Так, сопровождаемая любопытными взглядами, шла Виктория за Платоном Дмитриевичем по бесчисленным, как ей показалось, комнатам и переходам. Паврищев много раз объяснял Виктории, как нужно войти, как поклониться, где встать, когда входишь в покои самодержицы. Но когда они наконец оказались перед монаршими очами, Виктория позабыла всё, чему её учили. Не то, чтобы Анна Иоанновна была грозна или, тем более, ужасна, напротив, вместо ожидаемой монументальной фигуры царицы на троне, Виктория увидела обычную полноватую тетку с веселым лицом. Опешила Виктория из-за множества странных людей: карлики, горбуны, калеки заполняли комнату.
– Ну, давай, покажись, московская гостья, – усмехнулась Анна Иоанновна.
«Гостья! Гостья!» – загалдели нелепые фигуры, а одна, непонятно, мужчине или женщине принадлежащая, вдруг села на корточки и, кудахча, как курица, стала изображать, что снесла яйцо.
«И это царские палаты! Скорее всего, я реально оказалась в огромной психушке. Прежде были филиалы, а вот теперь я в главном корпусе», – в который раз за последнюю неделю подумалось Виктории.

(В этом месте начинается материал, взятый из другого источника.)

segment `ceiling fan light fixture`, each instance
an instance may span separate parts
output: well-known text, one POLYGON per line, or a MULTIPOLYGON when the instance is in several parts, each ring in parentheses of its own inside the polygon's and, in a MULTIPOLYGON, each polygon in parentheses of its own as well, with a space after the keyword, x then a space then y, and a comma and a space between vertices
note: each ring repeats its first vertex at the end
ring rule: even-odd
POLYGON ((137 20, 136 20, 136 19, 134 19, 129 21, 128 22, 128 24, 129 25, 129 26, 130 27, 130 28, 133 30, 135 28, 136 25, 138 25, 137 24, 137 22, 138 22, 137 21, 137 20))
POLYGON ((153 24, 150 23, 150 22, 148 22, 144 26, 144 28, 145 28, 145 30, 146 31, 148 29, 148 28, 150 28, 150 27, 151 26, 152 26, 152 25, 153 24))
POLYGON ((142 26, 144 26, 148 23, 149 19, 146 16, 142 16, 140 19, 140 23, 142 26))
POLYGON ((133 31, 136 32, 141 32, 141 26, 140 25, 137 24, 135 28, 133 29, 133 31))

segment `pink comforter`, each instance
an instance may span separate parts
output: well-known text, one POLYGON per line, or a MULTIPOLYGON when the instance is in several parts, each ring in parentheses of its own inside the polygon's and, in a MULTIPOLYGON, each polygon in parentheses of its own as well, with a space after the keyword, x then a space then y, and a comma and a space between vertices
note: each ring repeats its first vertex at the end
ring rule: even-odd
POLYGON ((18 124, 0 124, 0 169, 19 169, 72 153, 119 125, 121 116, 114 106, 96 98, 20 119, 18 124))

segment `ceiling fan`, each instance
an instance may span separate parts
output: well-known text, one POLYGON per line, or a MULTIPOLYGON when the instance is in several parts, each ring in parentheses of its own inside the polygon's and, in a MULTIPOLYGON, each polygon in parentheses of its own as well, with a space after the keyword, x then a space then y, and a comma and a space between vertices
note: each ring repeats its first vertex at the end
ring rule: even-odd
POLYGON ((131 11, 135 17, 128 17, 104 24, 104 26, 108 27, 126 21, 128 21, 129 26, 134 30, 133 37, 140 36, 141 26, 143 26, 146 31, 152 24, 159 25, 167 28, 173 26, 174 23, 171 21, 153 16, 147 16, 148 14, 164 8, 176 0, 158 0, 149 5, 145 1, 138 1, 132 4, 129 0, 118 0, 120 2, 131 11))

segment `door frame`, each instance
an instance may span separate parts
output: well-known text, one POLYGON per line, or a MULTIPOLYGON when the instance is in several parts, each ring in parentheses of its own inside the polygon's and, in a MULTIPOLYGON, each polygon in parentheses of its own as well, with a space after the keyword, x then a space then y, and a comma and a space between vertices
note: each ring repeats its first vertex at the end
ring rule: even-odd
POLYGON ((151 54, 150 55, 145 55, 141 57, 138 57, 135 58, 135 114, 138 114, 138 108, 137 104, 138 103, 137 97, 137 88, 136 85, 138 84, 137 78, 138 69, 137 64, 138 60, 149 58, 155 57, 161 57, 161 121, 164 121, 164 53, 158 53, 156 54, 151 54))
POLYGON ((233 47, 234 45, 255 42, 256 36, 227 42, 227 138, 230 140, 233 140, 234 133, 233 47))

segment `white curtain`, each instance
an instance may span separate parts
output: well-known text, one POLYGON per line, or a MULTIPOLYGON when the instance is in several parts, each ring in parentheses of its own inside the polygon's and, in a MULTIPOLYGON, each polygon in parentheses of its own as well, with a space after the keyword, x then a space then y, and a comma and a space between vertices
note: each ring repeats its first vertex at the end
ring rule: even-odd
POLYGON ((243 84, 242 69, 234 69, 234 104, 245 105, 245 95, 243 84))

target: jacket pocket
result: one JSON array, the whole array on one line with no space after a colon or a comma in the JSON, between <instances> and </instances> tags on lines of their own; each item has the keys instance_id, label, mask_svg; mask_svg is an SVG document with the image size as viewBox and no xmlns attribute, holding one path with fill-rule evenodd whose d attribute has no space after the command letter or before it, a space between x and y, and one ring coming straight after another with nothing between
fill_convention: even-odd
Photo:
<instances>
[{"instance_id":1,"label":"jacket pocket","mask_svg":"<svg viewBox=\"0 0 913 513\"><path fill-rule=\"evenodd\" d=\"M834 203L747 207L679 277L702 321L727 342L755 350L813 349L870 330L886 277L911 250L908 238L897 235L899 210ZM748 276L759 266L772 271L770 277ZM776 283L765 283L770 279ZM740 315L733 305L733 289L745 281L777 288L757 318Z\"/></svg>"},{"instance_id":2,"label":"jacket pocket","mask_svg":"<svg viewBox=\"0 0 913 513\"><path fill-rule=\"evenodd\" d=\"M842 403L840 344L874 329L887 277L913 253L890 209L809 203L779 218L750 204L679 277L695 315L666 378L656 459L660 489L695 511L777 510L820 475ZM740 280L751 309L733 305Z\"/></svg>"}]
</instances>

– Ну-тка, тише! Ишь, расшумелись, – Анна Иоанновна повысила голос.
Никто особенно не испугался, но кудахтанье, блеянье и безумные причитания немного поутихли. «Вот тут человек и теряет гордое имя», – определила своё местоположение Вика. Ей, как всегда, пришел на ум афоризм из социальных сетей – её главного источника информации.

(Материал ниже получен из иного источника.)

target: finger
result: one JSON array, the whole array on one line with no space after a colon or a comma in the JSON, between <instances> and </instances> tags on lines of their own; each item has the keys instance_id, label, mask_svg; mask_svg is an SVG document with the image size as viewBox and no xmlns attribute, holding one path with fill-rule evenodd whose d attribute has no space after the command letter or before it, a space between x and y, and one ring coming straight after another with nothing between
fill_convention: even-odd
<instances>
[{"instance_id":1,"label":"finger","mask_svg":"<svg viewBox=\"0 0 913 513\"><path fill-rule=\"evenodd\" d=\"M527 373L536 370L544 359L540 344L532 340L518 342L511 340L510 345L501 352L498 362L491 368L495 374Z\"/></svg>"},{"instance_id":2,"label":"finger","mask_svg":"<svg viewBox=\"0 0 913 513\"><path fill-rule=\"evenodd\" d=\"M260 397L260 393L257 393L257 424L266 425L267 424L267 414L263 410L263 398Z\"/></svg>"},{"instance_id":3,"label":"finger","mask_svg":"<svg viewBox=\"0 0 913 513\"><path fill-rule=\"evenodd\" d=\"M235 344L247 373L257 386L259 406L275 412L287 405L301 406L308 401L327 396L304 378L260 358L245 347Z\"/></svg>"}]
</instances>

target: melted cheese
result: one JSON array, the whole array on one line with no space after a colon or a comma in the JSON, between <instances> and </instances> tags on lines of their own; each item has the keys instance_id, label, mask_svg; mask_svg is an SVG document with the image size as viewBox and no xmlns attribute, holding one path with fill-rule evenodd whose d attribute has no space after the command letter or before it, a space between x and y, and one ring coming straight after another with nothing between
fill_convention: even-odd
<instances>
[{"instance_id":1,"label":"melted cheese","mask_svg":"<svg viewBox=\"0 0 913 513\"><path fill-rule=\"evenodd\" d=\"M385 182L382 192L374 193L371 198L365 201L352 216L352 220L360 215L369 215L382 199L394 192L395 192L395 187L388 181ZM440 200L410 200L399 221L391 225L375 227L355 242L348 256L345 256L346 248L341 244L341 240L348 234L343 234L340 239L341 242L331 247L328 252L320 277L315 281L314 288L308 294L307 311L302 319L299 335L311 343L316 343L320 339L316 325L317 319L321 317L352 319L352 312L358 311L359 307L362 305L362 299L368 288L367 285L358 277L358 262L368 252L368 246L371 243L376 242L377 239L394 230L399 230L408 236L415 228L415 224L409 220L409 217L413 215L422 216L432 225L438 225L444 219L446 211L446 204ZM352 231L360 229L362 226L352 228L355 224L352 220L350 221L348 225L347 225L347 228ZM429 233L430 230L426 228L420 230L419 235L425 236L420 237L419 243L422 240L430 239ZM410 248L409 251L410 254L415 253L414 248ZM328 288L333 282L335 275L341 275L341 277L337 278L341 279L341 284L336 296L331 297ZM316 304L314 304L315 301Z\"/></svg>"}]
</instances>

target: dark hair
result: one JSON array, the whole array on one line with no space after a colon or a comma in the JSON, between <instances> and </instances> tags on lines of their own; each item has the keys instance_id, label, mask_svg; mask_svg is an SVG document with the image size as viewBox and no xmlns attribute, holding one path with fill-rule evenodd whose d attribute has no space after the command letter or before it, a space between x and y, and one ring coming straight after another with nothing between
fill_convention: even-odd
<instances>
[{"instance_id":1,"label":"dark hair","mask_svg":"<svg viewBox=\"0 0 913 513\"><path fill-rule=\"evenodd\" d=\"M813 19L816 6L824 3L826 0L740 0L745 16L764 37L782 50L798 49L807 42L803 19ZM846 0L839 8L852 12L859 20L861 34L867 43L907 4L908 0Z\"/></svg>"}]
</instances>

– Подойди-ка поближе, – Анна Иоанновна кивнула Виктории. – А вы прочь пошли, надоели! – это уже шутам и шутихам, небрежно, ни на кого не глядя, но те сразу, толкаясь и кланяясь, попятились к дверям. – И ты ступай, обожди в кавалерской, – а это Платону Дмитриевичу.
– Рассказывай, каким ветром тебя к Соболевскому-Слеповрану занесло, – голос императрицы звучал строго, но в лице ничего кроме любопытства не читалось.
Виктория начала отвечать императрице, но, сама не понимая зачем, рассказала историю про ядский яд, найденный в сумке Вуколова, с самого начала: как пять лет назад ехала в южном поезде на верхней полке, а напротив, на такой же верхней полке, лежал голубоглазый, белозубый Вуколов – мужчина всей её жизни. Надо же было Виктории выговориться, поскольку ни одной из подруг позвонить нельзя, а мозг плавился от навалившихся событий, от всей невероятности происходящего.
– Как говоришь? Мужчина всей жизни? – Анна Иоанновна лишь изредка перебивала, прося повторить что-то непонятное или понравившееся.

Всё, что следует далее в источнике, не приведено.